Les dictateurs sont décidés à en finir avec ces étudiants qui défient depuis plusieurs mois l’arbitraire de leur pouvoir. « Il faut faire respecter la loi. Nous pouvons avoir à sacrifier quelque 2 % des centaines de milliers d’étudiants pour la survie du pays » déclare Prapass au cours d’une réunion (1). Excluant toute libération, il déclare publiquement que des livres « communistes » ont été saisis au domicile des inculpés. Mais, malgré l’hystérie anticommuniste entretenue par le pouvoir depuis des dizaines d’années, l’accusation trop souvent brandie ne porte plus. La revendication avancée par le « Mouvement pour la Constitution » est celle des droits démocratiques. Elle est claire pour tout le monde, y compris le petit peuple de Bangkok.
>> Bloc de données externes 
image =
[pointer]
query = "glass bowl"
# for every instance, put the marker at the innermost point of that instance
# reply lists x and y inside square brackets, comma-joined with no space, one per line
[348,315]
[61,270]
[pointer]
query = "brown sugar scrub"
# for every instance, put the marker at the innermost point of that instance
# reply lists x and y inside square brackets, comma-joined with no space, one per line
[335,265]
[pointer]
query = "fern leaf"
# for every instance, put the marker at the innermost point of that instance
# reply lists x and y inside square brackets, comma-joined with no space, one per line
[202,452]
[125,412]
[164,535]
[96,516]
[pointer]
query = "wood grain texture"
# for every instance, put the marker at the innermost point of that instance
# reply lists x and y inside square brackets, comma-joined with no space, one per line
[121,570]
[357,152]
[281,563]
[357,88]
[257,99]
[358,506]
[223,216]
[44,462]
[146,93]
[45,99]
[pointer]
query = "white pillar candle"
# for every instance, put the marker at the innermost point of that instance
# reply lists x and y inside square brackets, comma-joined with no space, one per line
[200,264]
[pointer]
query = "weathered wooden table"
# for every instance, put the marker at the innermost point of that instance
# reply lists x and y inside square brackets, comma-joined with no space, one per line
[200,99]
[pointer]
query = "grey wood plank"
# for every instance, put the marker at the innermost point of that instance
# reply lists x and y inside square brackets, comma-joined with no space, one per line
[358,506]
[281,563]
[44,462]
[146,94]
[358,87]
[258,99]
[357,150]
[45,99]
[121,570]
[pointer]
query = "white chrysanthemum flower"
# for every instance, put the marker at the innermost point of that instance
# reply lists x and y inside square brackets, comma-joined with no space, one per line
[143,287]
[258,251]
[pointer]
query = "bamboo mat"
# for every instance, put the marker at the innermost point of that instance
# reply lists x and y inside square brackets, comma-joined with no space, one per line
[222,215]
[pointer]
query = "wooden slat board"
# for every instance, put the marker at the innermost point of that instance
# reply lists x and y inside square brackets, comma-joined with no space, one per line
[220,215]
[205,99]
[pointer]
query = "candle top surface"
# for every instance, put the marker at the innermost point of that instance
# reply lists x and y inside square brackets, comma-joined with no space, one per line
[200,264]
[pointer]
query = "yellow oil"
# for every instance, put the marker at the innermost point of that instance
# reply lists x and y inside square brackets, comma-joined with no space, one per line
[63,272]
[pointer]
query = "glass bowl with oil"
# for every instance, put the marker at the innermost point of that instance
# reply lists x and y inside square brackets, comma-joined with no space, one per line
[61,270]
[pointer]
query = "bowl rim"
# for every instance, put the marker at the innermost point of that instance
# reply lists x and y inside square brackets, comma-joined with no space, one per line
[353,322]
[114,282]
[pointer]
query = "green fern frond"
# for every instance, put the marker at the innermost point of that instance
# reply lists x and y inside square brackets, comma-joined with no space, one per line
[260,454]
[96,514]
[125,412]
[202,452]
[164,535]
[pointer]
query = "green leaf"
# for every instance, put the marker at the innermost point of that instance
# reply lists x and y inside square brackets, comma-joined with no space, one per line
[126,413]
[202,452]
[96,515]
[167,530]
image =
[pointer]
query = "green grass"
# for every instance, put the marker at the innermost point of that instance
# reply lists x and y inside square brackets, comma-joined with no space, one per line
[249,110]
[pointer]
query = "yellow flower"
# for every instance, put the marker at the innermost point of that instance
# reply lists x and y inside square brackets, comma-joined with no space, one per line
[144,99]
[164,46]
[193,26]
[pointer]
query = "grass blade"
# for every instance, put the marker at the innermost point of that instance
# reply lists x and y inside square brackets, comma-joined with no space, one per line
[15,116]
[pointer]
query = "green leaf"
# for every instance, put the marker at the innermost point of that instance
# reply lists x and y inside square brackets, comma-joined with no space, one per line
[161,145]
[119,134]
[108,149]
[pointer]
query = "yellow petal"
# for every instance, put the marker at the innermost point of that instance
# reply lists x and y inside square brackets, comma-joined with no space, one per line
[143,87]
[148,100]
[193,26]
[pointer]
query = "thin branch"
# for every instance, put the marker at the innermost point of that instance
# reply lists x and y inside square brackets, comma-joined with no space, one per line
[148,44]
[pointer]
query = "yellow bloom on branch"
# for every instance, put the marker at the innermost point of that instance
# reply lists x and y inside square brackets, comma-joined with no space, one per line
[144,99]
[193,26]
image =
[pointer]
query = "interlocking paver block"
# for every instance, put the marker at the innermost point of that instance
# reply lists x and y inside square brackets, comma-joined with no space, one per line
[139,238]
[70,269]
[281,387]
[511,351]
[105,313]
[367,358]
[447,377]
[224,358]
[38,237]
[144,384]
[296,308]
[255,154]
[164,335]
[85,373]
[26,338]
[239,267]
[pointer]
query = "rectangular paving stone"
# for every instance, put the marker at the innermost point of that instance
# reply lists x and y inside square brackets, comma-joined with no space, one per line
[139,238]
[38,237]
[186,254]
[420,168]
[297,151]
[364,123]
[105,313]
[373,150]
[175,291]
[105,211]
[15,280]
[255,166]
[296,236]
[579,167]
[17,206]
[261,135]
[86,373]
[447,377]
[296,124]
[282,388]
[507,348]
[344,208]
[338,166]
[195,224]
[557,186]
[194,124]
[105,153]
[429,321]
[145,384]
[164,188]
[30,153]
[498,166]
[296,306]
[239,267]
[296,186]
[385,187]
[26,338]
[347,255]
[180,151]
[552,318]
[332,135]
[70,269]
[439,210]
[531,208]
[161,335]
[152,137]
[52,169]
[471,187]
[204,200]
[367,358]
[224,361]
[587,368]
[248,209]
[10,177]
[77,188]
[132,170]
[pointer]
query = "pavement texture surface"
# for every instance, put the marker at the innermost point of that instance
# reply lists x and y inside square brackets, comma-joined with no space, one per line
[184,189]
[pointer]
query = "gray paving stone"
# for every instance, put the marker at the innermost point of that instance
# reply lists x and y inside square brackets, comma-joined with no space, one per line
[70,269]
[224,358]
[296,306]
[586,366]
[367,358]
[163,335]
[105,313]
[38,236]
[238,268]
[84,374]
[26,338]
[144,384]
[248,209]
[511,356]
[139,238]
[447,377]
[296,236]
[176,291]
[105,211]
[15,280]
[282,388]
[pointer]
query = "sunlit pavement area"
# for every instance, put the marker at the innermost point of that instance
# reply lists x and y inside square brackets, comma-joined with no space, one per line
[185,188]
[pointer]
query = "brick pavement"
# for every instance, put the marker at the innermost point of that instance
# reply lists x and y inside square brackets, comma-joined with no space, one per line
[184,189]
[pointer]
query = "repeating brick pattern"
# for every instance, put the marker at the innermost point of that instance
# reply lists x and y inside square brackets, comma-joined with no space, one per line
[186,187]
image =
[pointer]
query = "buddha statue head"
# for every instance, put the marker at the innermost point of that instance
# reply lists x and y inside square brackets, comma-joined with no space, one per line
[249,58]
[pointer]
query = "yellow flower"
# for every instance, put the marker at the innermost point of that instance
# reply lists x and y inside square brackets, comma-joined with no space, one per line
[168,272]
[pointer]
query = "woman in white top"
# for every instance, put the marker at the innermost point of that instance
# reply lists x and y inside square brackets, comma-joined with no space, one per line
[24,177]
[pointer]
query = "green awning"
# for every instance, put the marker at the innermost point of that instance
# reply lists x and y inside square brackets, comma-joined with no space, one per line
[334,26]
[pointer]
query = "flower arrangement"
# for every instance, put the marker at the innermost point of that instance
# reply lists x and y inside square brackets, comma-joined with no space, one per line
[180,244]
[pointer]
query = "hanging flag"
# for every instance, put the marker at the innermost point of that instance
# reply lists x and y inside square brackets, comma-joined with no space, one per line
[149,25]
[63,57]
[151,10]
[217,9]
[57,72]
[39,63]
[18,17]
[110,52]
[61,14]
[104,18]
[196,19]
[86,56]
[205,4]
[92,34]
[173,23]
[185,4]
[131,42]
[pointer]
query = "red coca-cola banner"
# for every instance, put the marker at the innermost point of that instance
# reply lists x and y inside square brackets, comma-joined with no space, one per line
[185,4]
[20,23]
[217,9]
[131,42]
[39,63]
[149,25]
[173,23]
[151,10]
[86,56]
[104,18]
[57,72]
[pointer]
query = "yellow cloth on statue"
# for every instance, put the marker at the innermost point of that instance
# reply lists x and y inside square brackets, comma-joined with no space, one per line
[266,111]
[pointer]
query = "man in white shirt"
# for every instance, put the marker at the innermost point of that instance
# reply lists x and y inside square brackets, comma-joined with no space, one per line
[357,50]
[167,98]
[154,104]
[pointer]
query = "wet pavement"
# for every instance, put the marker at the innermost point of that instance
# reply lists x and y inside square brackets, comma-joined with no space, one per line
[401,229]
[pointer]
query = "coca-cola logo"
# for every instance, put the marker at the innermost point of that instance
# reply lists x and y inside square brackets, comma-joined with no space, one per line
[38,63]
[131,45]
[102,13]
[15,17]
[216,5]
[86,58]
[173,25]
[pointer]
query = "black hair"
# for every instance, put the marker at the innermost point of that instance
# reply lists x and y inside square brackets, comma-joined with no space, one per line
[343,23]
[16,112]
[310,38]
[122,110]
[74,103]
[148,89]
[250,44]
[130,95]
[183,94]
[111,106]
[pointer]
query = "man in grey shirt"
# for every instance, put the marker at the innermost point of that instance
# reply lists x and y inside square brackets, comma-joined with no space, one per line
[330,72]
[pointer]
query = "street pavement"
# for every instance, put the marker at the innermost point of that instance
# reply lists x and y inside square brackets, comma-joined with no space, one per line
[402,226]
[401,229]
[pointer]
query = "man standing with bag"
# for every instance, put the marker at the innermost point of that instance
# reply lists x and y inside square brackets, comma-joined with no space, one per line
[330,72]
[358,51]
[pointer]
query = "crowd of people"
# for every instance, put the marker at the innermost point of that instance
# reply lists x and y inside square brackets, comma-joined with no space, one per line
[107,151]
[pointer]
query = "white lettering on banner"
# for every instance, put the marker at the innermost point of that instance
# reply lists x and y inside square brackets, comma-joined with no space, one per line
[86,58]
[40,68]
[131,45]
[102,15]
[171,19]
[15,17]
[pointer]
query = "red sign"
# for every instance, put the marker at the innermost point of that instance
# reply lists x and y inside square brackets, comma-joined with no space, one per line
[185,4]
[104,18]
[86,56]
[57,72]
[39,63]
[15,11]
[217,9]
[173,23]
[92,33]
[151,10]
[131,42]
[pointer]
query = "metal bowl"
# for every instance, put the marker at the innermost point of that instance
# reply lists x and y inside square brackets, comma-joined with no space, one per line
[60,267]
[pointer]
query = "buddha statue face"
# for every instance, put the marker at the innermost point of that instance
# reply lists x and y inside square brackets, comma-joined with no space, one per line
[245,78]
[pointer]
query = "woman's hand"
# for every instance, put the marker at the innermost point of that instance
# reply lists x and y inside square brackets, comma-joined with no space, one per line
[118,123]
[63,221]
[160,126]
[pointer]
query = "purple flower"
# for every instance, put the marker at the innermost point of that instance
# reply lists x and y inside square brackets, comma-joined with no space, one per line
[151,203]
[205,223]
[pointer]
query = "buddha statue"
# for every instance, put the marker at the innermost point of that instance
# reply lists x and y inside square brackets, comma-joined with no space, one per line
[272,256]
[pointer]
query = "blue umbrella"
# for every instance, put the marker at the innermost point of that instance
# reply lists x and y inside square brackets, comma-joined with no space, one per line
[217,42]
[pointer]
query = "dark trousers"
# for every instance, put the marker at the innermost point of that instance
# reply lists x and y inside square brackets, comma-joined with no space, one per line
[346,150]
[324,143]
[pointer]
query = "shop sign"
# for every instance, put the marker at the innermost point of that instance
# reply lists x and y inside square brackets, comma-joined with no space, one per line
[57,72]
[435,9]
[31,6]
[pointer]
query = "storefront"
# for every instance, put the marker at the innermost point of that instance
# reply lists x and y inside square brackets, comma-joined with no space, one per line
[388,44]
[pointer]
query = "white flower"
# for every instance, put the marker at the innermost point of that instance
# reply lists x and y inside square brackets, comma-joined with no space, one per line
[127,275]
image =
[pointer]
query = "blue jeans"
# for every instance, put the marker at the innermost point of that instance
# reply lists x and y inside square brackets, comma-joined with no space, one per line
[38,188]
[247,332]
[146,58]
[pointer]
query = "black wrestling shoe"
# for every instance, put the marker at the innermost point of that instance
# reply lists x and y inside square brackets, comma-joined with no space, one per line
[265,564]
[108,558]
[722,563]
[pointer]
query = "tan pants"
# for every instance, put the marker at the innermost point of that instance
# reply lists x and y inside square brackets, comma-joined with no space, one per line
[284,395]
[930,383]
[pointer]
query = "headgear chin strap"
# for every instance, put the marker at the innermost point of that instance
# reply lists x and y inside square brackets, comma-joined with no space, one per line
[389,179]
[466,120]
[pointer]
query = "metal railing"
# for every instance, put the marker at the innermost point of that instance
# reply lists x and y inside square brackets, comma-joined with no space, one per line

Le 9 octobre, les étudiants décident de boycotter les cours et de se rassembler aussi longtemps qu’il le faudra sur le campus de l’Université Thammasat. C’est par dizaines de milliers que les élèves affluent. La population leur témoigne son soutien par des dons d’argent et de nourriture.

Les dictateurs commencent à prendre avec inquiétude la vraie mesure du mouvement. La radio gouvernementale cherche alors à semer la confusion: elle répand le bruit que des « terroristes armés » sont mêlés aux manifestants.

Le N.S.C.T. lance un ultimatum: tous les prisonniers devront être libérés inconditionnellement faute de quoi une « action décisive » sera entreprise.

Des deux côtés on se prépare maintenant à l’affrontement. Le gouvernement met sur pied d’alerte l’armée et toutes les forces de sécurité.

Le 13 octobre, à l’échéance de l’ultimatum, la plus formidable manifestation qu’ait connue la Thaïlande se met en mouvement en direction du Monument à la Démocratie (plus familièrement appelé monument à la faillite de la démocratie). C’est un raz de marée: un demi-million de personnes. Le roi intervient, obtenant de Thanom la libération des prisonniers et la promesse de promulguer la nouvelle Constitution. Certains délégués du N.S.C.T. crient victoire et appellent à la dispersion. Mais pour d’autres, c’est trop peu ou trop tard.

Seksan Prasertkul, un des principaux dirigeants étudiants, se rend bien compte du danger qu’il y a à abandonner la position de force conquise, avant d’avoir obtenu la démission du gouvernement, alors qu’il y a encore des centaines de milliers de manifestants sur place, prêts à poursuivre la lutte. Quelles garanties ont-ils que le trio de dictateurs tienne ses promesses?

Dans la nuit, la tension ne cessant de monter, Seksan qui a pris le commandement de la manifestation dirige la foule vers la résidence du roi pour obtenir des assurances.

Un message du souverain est lu publiquement.

C’est l’aube du 14 octobre: les manifestants commencent à se disperser. Mais la police intervient. Des grenades lacrymogènes éclatent, on entend siffler des rafales d’armes automatiques. Les premières victimes tombent. Le bruit que « des étudiantes ont été battues à mort » se répand comme une traînée de poudre.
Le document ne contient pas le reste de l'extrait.